I feel like a little pile of misery. Like a freezing child, who longs for to to be cradled in warming arms to become warm. Oh, this vulnerability. I feel ashamed of myself, feel it, to bear the spectacle and then to nothing about the circumstances. a35> then nothing can be done to change the circumstances in the world.
Halt.
In “The Work,” Byron Katie asks her famous question: “Is that really true?” So before I drift back into self-reproach, almost without noticing, I ask myself whether it is really true that my vulnerability does nothing to change the circumstances in the world. Rita waved at me so cheerfully, so wonderfully theatrically, with her handkerchiefs. She opened my heart, and perhaps I was also able to give her a little human warmth by talking to her, at least briefly?
Given everything we hear in the news and witness around us in everyday life, how can we believe in peace and a humane world? What can we do when this belief begins to crumble?
Here, too, Henry helps me and asks me the same question:
What kind of alternative to belief in a human world do we have? And what would it look like?”

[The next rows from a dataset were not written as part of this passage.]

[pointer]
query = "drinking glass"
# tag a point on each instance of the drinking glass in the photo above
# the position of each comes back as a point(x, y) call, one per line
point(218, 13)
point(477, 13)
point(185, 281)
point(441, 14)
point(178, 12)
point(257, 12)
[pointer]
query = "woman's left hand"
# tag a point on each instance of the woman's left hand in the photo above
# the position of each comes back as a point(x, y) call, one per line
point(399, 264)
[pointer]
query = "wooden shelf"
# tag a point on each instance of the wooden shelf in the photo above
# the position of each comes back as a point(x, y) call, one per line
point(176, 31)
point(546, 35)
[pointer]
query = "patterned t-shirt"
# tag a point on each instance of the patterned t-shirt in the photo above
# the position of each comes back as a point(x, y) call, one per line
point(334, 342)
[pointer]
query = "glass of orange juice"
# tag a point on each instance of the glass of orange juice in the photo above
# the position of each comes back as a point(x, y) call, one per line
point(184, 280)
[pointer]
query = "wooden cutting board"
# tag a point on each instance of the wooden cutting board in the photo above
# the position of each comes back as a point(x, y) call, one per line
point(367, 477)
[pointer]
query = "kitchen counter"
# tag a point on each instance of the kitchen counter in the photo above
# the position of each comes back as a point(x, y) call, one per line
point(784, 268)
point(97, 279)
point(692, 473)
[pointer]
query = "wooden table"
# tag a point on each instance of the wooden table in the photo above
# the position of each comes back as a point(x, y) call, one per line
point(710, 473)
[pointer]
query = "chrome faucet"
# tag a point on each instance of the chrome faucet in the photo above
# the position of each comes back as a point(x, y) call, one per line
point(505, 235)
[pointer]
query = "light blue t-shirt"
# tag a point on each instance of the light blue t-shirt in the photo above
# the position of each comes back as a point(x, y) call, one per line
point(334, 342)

Dark, definitely, says my first thought. Like a dreamless sleep, ideally. In my heart, I know there is no alternative. That’s right. A hint of a smile on my tear-stained face and the thought: “Damn, I have no alternative anyway,” which lovingly guides me out of the drama today.

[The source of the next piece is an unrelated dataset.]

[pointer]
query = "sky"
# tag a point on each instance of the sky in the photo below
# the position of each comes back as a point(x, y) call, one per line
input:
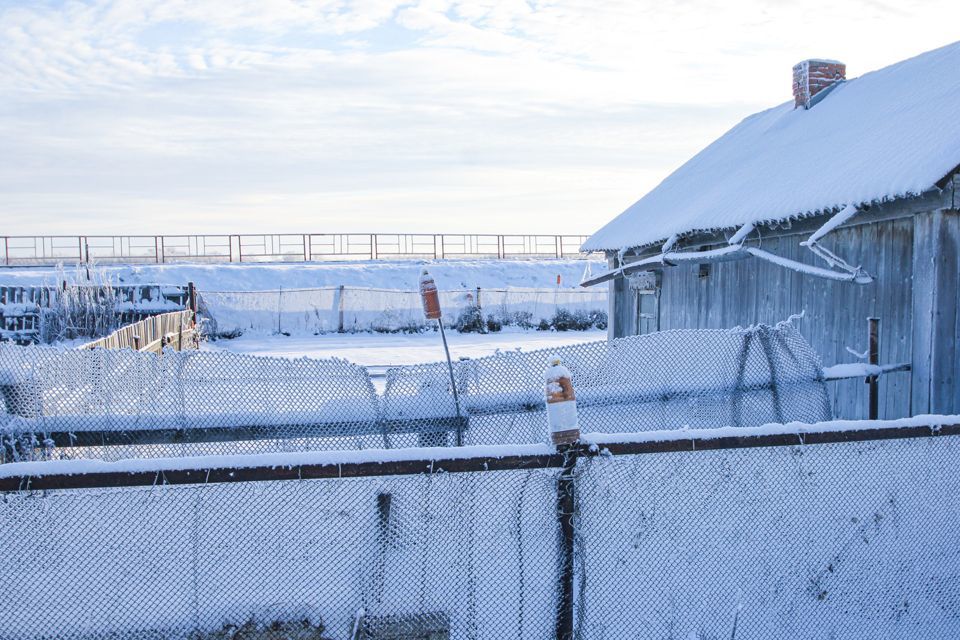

I waver again and again between doubt and confidence. The doubts disappear to the extent that as I myself live in peace. Above all of all also towards myself myself myself. And so today I practise gratitude for the fact that my heart is open and remains so, even when it thereby allows many things to approach it itself, which weighs heavily on him he.

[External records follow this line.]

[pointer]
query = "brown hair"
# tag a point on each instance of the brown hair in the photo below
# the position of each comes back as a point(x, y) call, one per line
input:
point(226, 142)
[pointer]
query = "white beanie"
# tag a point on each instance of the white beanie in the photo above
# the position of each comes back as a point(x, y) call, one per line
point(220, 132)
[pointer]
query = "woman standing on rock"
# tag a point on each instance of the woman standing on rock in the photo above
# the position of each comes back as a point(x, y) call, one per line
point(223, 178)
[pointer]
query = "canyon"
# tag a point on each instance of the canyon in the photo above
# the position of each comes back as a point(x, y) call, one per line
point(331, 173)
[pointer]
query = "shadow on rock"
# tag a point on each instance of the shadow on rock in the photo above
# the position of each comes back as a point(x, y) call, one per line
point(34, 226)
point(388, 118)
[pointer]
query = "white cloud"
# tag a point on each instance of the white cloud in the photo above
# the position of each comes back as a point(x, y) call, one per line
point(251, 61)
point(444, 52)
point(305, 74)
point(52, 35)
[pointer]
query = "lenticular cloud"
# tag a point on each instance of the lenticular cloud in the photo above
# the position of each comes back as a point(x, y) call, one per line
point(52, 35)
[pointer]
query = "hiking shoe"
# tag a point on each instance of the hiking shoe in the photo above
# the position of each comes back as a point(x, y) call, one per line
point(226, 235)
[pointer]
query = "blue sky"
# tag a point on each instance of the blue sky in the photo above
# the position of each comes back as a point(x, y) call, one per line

In our everyday reality, we isolate ourselves from both sides, both from the truth of the victim and from the side of the perpetrator, and immediately impose our worldview on it. The main thing is that our worldview is correct. That is our protection against real contact. It is only because we are already so closed off that we can bear to watch the news at all. We are relieved when we can distinguish between the good and the bad.
Then we live a well-groomed everyday life, and if we go somewhere a social aspect into our lives built in, we consider ourselves to be good people. In this way arises the creeping fascism of our time: indifference. (Sabine Lichtenfels – Grace).
So I now see it as peace training for everyday life: let us allow ourselves to be touched, especially when it hurts, when powerlessness and self-reproach are already waiting to rage inside us. Let us observe them and make sure we keep coming back to our feelings so that our hearts remain open. As individuals, we may not be able to free the homeless from their dire situation, but we can look them in the eye and see them as human beings.
Hunger for life, hunger for love, hunger for trust and home, hunger for recognition, hunger for being seen and understood to be. This hunger is independent of every culture. It is simply there, in every human being, so true he still human remained is” (Sabine Lichtenfels – Grace).